Whether to have Chemo or not?

Hi again.

To recap, I am a 57 year old male and 3 weeks ago I had an anterior resection via robotic keyhole for a T3 N1 and all went very well.
I have just had a meeting with my specialist nurse and out of the 21 lymph nodes that were removed one pesky one had a cancer cell.
They are referring me to the oncology dept for a 3 month chemo session, which they say should be tolerable and I can still work etc
I know it's an impossible question but I don't really know whether to have it or not.
The oncology doctor will hopefully have more statistics to help me decide but does anyone know the percentage benefit of chemo against recurrence?
Thanks

Mark McC

Hi @xcgb

So I had a similar dilemma about a year ago. 4 rounds of chemo shrunk the tumour enough for the LAR to proceed, but 2 out of 11 lymph nodes showed cancer cells and the surgeon recommended 3 more months of chemo.

I was in a right quandary, especially having already been through 3 months of chemo.

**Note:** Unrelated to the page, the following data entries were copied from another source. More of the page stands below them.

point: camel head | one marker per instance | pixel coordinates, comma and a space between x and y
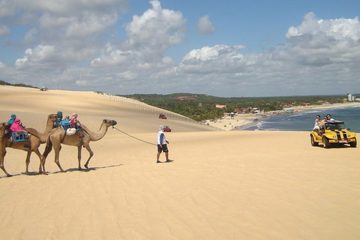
2, 129
109, 123
52, 117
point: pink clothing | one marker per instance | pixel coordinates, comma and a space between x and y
17, 126
73, 120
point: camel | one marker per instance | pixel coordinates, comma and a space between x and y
58, 136
32, 145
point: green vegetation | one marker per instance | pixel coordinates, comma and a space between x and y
200, 107
16, 84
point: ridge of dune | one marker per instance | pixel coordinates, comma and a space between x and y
91, 107
221, 184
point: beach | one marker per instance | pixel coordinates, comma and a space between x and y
220, 185
228, 123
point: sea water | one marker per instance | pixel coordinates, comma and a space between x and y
304, 121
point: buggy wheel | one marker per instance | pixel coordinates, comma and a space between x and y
353, 144
326, 142
313, 143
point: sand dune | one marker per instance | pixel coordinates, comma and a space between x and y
221, 185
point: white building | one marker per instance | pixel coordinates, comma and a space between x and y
351, 98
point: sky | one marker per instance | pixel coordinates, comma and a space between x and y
233, 48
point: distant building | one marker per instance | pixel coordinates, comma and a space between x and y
351, 98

The oncologist said it was my decision, as in his experience half his patients went for it and half didn't, which I found a bit frustrating when I was looking for guidance.

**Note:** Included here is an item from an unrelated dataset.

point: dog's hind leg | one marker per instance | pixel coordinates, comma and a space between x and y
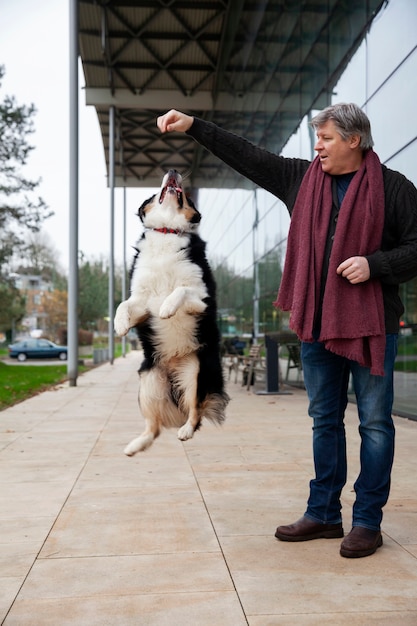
152, 392
186, 379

I was told by the oncologist that as things stood, before the second 3 months of chemo, my survival rate was 80% and the additional chemo would push it up to around 82%. But, 80% or 82% of what ?

The survival rate calculation wasn’t explained to me, what it meant, how it was calculated, so afterwards I did some investigations of my own into statistics quoted. It turns out that if you’re talking about all stages of bowel cancer almost 80% survive their cancer for 1 year or more. With 5 year survival rates by stage ranging from 90% to 10%. These statistics are for net survival, which estimates the number of people who survive their cancer rather than calculating the number of people diagnosed with cancer who are still alive. In other words, it is the survival of cancer patients after taking into account that some people would have died from other causes if they had not had cancer. As far as I can tell they ignore age, class, health, other conditions, ethnicity etc

More details in this link. www.cancerresearchuk.org/...20100,for%205%20years%20or%20more

But these statistics are estimates and cannot be specific to any one individual. However none of that was explained and it was my decision whether to go for chemo or not, I wasn’t given any advice by the oncologist beyond the % calculation.

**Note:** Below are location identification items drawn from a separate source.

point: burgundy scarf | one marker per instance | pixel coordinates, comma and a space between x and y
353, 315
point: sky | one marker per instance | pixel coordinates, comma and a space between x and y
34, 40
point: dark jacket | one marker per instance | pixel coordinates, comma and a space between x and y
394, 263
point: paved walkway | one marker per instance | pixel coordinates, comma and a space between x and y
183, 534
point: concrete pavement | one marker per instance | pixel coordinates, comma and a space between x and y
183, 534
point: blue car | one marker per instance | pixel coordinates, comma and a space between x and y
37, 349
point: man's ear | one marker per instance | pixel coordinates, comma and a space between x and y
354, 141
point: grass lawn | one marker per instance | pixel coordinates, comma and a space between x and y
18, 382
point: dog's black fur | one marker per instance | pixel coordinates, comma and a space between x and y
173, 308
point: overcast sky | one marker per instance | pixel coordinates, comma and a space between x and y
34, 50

I actually hit an emotional low at this point and spoke to MacMillan for their steer. In summary they told me not to get too hung up on the stats and to read this article about survival rate statistics, and really how they should be taken with a pinch of salt - www.mwc.com.br/files/Gould_-_The_median_isnt_the_message.pdf

It was after that and speaking to my care nurse, where she said statistically it would help my long term survival chances, that I went for it. I went for it, as apart from her advise I didn’t want to regret anything later - I wanted to make sure I’d done everything I could do to give me the best chance of long term recovery.

So, when it comes to statistics it is confusing.

I hope you get some good practical advise and good luck whatever you decide to do.

Wegwe

*For those who do not wish to read about numbers: stop reading here*

My surgeon told me that as a rough estimate for all stage 3 colon (I know very little about rectal) cancer patients combined adjuvant chemo halves the probability of a recurrence, from about 50% to something like 25%. However, with T3N1 I believe you are low risk, so the risk without chemo would be lower for you and the effect of chemo could be smaller. Your oncologist will be able to give you a better estimate. My tumour was T2N1b; my oncologist indicated that chemo reduced the probability of recurrence by about 15% in my case.

xcgb

Mark
Thank you so much for taking the time to write this it's very helpful, and will be very useful to get a balanced view.
Hopefully it will help others in a similar situation as well.

xcgb
Quote from @Wegwe:
*For those who do not wish to read about numbers: stop reading here*

My surgeon told me that as a rough estimate for all stage 3 colon (I know very little about rectal) cancer patients combined adjuvant chemo halves the probability of a recurrence, from about 50% to something like 25%. However, with T3N1 I believe you are low risk, so the risk without chemo would be lower for you and the effect of chemo could be smaller. Your oncologist will be able to give you a better estimate. My tumour was T2N1b; my oncologist indicated that chemo reduced the probability of recurrence by about 15% in my case.

Wegwe
Thank you for this that's really helpful

freyaburmesejanet

My husband was in a very similar situation @xcgb , T3N1, just 2 affected nodes. We found it very difficult to pin the oncologist down as to what actual statistical gain chemo would bring. She talked about 30% when pushed very hard, but it was hard to find out what the 30% was of. She explained that since nearly all stage 3 people choose the chemo route there have not been studies on the survival rates of those who don’t. It was a very hard decision especially as the surgeon had been so pleased about how well she’d done with the clear margins and the large numbers of not affected nodes checked.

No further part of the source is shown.